Three valuation parameters: price-to-sales, EV-to-sales and recent private deals in unlisted space – compared with peers – suggest there is nothing on the table for small investors, except for listing excitement.
And then, there are historical trends that suggest a few mega IPOs could not deliver listing gains in the past despite all the excitement for one reason or the other. SBI Card, GIC Re, NIA, and ICICI Prudential Life make that list.
Grey market premium for Zomato has also almost halved to Rs 10 from Rs 18-20 on the day of the IPO announcement. Lastly, operating in an almost duopoly market always means higher regulatory risks.
“It’s a bet for high-risk appetite investors,” said one brokerage.
At the higher end of the Rs 72-76 price band, Zomato IPO is demanding a trailing 12-month price-to-sales of 29.9 times, which is at a premium over the global peer average, analysts said.
The valuation also appears expensive when seen from the EV-to-sales ratio of 25 times for FY21, as global peers trade at an average EV/sales of 9.6 times and domestic QSRs at 11.6 times.
Fundraising deals in the food delivery industry over the past 2-3 years also suggest Zomato is richly valued at $9 billion.
“This IPO is not for retail investors. But investors with a higher risk appetite and a long-term investment horizon can apply. We assign a ‘Subscribe with Caution’ rating to the issue,” said Choice Broking, which suggested a cautious stance on the issue.
The brokerage said an asset-light scalable business model, market potential post the Covid pandemic and the first-mover advantage in food delivery business are all positives, but operations in an almost duopoly market can always draw stricter regulatory oversight.
There can never be a surety of listing gains either, even if the IPO is big. In 2018, SBI Card was widely projected to list at a 30-35 per cent premium, but the stock got listed at a 13 per cent discount due to poor market sentiment. Shares of NIA fell 10 per cent on listing day in November 2017. GIC Re got listed at a 6.8 per cent discount to issue price in October 2017. ICICI Prudential Life fell 11 per cent on listing day in September 2106.
Brokerage KR Choksey used two valuation methodologies to gauge the attractiveness of the issue. It found no comfort in the ‘sky-high’ valuation that the IPO is demanding. The brokerage has recommended a ‘subscribe for listing gains only’ rating to the issue.
“We believe Zomato is very richly valued at $9 billion given its status as a company that is yet to make a profit. But as it is the first startup in the Indian Food Aggregator space to be listed on the bourses, the enthusiasm among investors is tremendous,” it said and gave a ‘subscribe’ rating on the issue only or listing gains.

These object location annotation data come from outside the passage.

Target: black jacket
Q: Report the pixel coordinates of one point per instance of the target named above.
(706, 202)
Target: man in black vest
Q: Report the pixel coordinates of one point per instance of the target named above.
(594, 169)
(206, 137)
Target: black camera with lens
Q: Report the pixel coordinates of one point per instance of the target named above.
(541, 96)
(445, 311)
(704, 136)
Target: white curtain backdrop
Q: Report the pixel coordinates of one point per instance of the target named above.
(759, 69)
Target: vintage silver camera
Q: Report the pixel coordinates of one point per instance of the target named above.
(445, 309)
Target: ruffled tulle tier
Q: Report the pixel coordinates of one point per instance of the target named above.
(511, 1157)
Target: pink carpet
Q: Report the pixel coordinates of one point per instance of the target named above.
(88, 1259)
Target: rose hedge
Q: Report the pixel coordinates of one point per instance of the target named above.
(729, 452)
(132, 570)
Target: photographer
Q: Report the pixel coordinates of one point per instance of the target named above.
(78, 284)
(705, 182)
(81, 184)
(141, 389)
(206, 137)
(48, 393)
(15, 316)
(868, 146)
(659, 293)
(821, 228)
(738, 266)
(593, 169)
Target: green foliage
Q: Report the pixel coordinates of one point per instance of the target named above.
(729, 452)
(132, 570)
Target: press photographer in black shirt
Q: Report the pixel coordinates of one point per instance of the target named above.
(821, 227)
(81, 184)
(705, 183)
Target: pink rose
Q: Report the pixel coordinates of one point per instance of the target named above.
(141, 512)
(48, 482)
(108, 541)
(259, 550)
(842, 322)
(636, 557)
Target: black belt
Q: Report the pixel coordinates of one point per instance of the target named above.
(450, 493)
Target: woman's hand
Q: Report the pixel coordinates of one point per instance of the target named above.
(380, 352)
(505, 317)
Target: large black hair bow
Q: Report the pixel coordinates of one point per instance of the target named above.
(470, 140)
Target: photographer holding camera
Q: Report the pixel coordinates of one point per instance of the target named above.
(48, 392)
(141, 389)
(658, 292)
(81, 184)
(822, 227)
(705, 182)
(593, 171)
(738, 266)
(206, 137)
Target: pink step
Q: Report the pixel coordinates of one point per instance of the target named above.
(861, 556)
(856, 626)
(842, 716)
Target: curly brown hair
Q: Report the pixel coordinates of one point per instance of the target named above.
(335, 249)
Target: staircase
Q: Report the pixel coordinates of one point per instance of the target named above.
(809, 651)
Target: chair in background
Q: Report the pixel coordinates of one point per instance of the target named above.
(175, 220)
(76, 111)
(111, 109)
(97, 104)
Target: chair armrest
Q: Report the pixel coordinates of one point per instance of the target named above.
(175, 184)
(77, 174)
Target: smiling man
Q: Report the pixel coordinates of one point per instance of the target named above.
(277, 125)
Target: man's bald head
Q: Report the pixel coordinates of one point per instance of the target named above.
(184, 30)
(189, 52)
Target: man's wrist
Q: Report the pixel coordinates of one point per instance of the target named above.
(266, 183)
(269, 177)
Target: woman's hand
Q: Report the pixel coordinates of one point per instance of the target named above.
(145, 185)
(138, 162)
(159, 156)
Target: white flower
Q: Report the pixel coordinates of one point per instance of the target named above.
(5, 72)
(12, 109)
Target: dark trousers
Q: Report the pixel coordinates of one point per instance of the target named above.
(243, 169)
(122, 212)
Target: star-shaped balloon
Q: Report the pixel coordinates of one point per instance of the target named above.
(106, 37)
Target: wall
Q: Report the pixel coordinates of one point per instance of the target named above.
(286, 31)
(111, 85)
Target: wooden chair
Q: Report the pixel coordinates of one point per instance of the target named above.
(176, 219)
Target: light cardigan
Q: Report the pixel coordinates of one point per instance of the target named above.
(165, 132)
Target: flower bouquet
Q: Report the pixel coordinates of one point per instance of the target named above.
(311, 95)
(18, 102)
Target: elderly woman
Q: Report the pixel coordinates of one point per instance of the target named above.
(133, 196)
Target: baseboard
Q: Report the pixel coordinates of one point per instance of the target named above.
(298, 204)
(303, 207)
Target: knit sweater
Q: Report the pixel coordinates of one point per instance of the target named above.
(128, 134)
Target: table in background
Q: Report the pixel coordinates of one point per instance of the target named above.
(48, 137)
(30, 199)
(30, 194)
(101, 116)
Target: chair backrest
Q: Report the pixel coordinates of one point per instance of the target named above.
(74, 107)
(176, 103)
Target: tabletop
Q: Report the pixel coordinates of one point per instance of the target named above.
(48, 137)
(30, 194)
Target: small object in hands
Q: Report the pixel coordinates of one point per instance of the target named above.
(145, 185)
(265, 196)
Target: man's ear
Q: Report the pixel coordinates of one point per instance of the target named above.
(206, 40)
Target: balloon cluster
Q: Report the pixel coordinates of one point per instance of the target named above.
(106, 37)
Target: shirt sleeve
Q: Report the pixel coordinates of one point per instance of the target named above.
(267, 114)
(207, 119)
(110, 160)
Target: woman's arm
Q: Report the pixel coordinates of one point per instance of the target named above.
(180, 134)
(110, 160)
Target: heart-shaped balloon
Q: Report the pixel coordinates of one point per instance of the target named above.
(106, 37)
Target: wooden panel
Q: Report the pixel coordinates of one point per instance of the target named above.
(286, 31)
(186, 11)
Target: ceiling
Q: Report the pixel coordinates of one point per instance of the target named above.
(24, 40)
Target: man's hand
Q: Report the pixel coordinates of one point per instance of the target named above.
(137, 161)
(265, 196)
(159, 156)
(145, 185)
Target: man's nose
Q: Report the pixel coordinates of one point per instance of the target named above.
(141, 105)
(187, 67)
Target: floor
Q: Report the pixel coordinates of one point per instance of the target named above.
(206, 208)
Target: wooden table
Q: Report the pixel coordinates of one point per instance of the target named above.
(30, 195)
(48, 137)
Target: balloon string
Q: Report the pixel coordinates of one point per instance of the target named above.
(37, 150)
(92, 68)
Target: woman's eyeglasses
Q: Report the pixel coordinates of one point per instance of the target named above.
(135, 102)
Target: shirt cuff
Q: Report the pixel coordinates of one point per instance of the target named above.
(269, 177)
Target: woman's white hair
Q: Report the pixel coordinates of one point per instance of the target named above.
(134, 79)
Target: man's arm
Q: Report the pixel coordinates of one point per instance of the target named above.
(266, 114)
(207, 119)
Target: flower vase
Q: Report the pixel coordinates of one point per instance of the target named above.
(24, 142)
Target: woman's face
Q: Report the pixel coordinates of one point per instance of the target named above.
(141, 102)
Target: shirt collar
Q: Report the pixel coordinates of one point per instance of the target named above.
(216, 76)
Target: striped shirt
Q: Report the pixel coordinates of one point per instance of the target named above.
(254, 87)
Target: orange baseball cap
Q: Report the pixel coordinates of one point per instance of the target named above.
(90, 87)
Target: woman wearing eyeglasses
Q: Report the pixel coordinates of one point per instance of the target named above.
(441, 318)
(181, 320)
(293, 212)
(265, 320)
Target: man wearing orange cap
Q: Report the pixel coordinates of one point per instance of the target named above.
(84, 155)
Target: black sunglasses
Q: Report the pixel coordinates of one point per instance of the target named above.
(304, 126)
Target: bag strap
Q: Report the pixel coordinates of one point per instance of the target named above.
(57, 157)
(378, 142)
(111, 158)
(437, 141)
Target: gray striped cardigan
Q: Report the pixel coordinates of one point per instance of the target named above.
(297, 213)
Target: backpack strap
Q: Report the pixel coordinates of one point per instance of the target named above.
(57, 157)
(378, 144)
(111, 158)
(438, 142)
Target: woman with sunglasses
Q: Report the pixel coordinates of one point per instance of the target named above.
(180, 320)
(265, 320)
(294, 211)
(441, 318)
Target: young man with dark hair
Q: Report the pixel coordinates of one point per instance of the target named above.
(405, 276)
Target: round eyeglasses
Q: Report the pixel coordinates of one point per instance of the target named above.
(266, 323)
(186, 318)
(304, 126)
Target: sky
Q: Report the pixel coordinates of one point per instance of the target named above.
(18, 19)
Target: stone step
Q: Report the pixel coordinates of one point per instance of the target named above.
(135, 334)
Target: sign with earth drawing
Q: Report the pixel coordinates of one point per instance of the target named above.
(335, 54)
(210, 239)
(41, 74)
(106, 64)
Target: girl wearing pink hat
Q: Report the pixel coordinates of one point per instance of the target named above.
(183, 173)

YES Securities said the Covid pandemic has impacted Zomato revenues but improved unit economics, which could be difficult to sustain going forward.
“While clarity is still awaited on the use of IPO proceeds for M&A, it could be a combination of foray into grocery, dark kitchens, nutraceuticals. While we see strong investor interest given the uniqueness of the business model, the path to profitability is not clear,” it said.
Zomato narrowed its losses to Rs 816.42 crore in FY21 from Rs 2,386 crore in FY20. It reported a Rs 1,010 crore loss for FY19.
In the IPO papers filed with markets regulator Sebi, Zomato said it expects costs to increase over time and “losses will continue, given the significant investments it expects to make to grow its business.”